The episode raises profound questions about consciousness, the soul, and the ethics of a technology that eliminates all secrets. Brown argues that remote viewing constitutes laboratory proof of the human soul's existence and frames physical life as an accelerated school for spiritual development within intentionally limited bodies.

Key Moments

  1. Defining remote viewing - trainable, scientific, military origins: Brown defines remote viewing as a trainable mental procedure for extracting accurate descriptive information from distant locations across past, present, or future. He distinguishes 'scientific remote viewing' (SRV) - a modernized protocol set evolved from techniques the U.S. military developed at SRI from the 1970s through the 1990s purely for espionage.

  2. U.S. vs. Soviet programs - 85% vs 80% operational accuracy: Brown contrasts the two Cold War programs: the U.S. built trainable protocols at SRI; the Soviets screened for natural psychics. He gives operational success rates - 85% accuracy for the U.S. program, 80% for the Soviets - and notes the Soviet procedures were sold to the highest bidders after the USSR collapsed, including to a country the U.S. had bombed.

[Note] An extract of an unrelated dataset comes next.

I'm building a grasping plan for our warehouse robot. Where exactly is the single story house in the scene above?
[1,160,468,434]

  3. The pencil exercise: three projectors in the brain: Brown walks Art (and listeners) through the foundational SRV exercise: with eyes open, picture a pencil - note the Eberhardt label, the number two, the metal band, the pink eraser. He lays out neurologists' three-projector model: ocular image is brightest, remembered image dimmer, remote-viewing image dimmest and foggiest, all projected onto the same cortical 'screen.'

  4. $20 million at SRI and the claim of 'positive proof of the human soul': Brown frames the DIA's investment at Stanford Research Institute / SRI International as roughly $20 million across two decades - pocket change for the Pentagon. His claim: those scientists produced 'absolute positive proof, certifiable positive proof in laboratory conditions of the existence of the human soul,' because remote viewing requires a non-physical component.